I am committing here to making this next year of my life huge. I don’t know today how that’s going to play out. I don’t know if it’s a good or bad thing. What I do know though is that looking back on the year in 365 days will be much like an architect returning to the keystone in an archway knowing that it takes all of the stones to build the archway, but this one stone to bind the rest together.

Posted in just thinking out loud | Leave a comment

Update on Me

I’ve been doing a whirlwind tour of my life over the last month or so. Some physical, some mental… a lot in the here, but also a lot in the tomorrow (I’m so good at living in my past, that I’ve ignored that bit). It’s been a very riveting personal roller coaster. I’m taking some time to get off of the roller coaster, and just write down what I’ve figured out. The goal isn’t to offend, but to enlighten.

And so it goes.

I’m good at what I do. Sometimes I need to stop and just say that because I get too focused on all of the things that I can’t do. I enjoy learning from the people who I work with, and I hope that I bring something into their lives as well. It’s a really great family that I have at the Box. And I think I add to it in some small way.

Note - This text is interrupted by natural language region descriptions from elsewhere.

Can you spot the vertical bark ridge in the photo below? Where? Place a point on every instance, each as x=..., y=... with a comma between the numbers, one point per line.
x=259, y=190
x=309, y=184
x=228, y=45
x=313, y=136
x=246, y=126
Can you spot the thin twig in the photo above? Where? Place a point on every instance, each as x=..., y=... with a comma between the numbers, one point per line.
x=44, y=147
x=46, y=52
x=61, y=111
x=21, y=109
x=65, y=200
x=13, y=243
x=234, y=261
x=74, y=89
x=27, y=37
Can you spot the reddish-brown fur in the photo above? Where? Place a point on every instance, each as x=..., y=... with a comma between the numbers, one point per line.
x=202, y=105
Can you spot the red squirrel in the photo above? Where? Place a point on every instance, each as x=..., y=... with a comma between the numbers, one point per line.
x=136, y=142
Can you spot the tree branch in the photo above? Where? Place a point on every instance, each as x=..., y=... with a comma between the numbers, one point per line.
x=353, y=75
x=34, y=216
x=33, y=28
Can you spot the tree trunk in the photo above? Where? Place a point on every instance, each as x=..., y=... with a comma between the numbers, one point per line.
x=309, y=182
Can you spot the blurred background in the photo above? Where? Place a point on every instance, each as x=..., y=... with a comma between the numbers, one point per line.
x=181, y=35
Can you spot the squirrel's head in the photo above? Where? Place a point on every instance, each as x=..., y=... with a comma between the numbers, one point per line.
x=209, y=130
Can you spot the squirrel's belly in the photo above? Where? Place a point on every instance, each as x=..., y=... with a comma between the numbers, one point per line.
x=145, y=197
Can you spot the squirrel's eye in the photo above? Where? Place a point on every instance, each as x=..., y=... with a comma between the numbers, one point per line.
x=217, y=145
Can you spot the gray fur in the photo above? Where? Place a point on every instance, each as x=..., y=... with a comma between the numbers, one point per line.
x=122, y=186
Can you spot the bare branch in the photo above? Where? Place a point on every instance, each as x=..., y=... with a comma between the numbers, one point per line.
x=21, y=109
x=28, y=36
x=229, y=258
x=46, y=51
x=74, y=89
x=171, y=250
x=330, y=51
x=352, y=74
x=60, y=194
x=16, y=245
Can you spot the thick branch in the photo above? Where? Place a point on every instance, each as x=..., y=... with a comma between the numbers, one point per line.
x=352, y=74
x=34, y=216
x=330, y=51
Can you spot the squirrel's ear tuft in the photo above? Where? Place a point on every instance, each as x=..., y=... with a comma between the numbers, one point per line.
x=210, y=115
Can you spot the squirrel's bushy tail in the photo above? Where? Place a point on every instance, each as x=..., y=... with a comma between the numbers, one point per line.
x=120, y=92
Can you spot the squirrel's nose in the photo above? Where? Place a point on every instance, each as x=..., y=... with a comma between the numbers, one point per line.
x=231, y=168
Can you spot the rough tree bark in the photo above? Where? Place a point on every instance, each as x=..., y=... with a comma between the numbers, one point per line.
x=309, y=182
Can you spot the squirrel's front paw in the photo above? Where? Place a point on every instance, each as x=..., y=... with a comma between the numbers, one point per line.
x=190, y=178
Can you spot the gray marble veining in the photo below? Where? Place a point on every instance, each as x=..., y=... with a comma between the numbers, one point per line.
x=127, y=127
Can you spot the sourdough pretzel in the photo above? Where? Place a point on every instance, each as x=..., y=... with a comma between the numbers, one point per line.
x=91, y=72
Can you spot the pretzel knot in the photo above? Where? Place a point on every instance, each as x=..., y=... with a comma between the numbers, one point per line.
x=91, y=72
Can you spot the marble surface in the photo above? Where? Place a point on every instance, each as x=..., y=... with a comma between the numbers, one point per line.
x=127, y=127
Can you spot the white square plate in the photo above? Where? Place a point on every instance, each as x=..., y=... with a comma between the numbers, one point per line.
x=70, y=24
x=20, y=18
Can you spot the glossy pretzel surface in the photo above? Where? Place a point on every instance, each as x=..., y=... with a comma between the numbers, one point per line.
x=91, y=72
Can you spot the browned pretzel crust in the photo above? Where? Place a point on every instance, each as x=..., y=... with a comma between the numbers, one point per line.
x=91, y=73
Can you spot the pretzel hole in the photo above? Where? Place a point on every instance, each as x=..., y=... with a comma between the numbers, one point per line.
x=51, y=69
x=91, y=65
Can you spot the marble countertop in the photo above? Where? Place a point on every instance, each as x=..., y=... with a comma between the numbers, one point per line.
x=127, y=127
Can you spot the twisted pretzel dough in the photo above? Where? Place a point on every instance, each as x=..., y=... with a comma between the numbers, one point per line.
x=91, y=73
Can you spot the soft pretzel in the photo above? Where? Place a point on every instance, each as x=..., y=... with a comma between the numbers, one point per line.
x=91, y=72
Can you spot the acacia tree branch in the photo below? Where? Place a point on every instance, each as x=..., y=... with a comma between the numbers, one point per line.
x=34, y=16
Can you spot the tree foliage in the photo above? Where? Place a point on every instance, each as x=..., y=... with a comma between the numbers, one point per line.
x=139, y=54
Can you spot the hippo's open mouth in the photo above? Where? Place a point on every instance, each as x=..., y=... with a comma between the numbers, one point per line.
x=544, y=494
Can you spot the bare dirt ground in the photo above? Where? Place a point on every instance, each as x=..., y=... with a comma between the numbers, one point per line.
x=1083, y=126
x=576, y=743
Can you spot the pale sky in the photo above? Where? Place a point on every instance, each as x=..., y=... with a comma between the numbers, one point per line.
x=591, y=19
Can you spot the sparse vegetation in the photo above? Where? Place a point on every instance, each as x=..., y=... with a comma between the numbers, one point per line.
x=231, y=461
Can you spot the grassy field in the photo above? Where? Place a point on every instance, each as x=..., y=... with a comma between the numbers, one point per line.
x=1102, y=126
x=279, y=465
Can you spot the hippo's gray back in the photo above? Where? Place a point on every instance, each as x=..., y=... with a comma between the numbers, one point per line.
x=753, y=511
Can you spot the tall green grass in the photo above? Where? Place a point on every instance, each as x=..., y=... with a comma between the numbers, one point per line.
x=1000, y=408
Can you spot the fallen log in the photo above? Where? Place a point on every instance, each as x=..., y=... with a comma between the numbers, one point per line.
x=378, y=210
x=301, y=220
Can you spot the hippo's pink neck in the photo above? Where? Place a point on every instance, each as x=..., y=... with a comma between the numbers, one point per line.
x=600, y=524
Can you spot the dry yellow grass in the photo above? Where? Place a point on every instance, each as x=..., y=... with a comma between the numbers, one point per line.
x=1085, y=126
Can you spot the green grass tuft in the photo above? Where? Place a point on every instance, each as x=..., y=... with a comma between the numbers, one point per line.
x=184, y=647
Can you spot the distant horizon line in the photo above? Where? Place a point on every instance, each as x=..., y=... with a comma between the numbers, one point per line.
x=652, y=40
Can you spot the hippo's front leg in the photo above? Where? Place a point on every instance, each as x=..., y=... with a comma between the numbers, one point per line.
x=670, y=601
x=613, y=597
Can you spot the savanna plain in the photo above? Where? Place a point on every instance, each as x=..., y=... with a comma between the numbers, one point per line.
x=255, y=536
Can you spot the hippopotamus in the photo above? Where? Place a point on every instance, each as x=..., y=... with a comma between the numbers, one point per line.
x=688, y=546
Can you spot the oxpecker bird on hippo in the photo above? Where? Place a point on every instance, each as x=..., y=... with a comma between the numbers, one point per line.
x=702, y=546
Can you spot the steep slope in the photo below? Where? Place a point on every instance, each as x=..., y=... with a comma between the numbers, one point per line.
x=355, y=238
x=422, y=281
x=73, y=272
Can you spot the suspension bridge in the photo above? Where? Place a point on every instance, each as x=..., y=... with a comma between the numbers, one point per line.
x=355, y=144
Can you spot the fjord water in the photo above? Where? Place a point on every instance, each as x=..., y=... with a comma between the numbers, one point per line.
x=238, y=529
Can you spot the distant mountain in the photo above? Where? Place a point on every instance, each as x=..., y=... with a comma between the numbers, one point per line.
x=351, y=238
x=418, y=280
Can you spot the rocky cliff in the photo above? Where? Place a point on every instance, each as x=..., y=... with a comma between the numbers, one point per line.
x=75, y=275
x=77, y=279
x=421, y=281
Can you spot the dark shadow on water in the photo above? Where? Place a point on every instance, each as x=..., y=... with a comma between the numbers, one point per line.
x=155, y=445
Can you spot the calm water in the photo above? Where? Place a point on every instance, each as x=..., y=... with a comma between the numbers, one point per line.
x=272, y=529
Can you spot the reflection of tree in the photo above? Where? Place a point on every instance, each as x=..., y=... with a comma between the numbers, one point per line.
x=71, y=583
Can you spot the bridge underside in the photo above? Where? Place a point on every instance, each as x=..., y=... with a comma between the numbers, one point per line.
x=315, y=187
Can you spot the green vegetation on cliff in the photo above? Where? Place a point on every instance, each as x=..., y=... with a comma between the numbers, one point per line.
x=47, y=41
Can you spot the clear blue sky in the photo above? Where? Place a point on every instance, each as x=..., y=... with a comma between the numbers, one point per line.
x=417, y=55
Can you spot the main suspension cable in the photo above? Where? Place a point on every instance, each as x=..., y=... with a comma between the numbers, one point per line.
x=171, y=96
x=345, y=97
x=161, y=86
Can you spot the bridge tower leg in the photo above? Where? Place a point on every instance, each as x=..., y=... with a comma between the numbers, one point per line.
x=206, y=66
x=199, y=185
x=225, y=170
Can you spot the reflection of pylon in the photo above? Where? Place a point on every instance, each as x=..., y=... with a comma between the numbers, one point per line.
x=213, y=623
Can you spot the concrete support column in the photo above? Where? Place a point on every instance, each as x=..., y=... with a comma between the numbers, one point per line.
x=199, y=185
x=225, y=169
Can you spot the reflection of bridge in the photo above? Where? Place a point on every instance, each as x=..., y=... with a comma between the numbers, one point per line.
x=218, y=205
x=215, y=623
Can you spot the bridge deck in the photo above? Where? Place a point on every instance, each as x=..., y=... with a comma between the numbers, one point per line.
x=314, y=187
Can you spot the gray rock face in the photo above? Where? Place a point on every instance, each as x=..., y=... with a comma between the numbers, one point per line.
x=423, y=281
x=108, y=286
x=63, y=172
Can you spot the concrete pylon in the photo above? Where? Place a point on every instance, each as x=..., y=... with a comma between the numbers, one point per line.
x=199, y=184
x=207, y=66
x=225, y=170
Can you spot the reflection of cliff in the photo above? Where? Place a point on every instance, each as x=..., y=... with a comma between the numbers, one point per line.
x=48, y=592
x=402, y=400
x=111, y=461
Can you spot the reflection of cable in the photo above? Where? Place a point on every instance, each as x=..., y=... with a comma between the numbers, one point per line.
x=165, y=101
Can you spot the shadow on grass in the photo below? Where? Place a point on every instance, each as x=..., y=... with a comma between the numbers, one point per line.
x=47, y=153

I’m learning an immense amount about what I want to be, who I want to replicate, and, very surprisingly, what I don’t want to be. I think that last point is the one that really strikes me as being the least obvious thing to learn. And yet, you run into personalities and individuals where you can clearly see how they make people less well off. They are the quintessential elephant in the room. It’s become very clear to me that I need to understand what makes those people so unlikeable to me. Otherwise, I’m going to make those same mistakes.

I’m an imitator, a mockingbird, in that I find things in people, and then try them out in myself. Is this how all people are? I don’t really know, as I’ve never been anyone else that I remember. But I’m finding that I’m incredibly good at taking what I like in other people and emulating it in myself; engraining it as my own. The things that I really like, I then make a concerted effort to preach downstream.

I love to dream. I dream big dreams, and don’t understand those who have to be grounded in reality. Life, for me, is meant to be lived flying towards the moon. I love that about myself… If I ever lose this, then I don’t think I’ll recognize myself.

I need to take better care of my body. Not just in terms of exercise, which I’m much better about lately, but also in terms of what I eat, sleep, time outdoors. I’m bad at this. I need to work on it. I will improve upon this.

There’s a lot more, but I made this a ten-minute exercise tonight. I’ll get back to the grind of the hourly exercise tomorrow. Very excited about what the last month of 24 has to offer me. It will hopefully be a launching pad into 25 that I could never have imagined.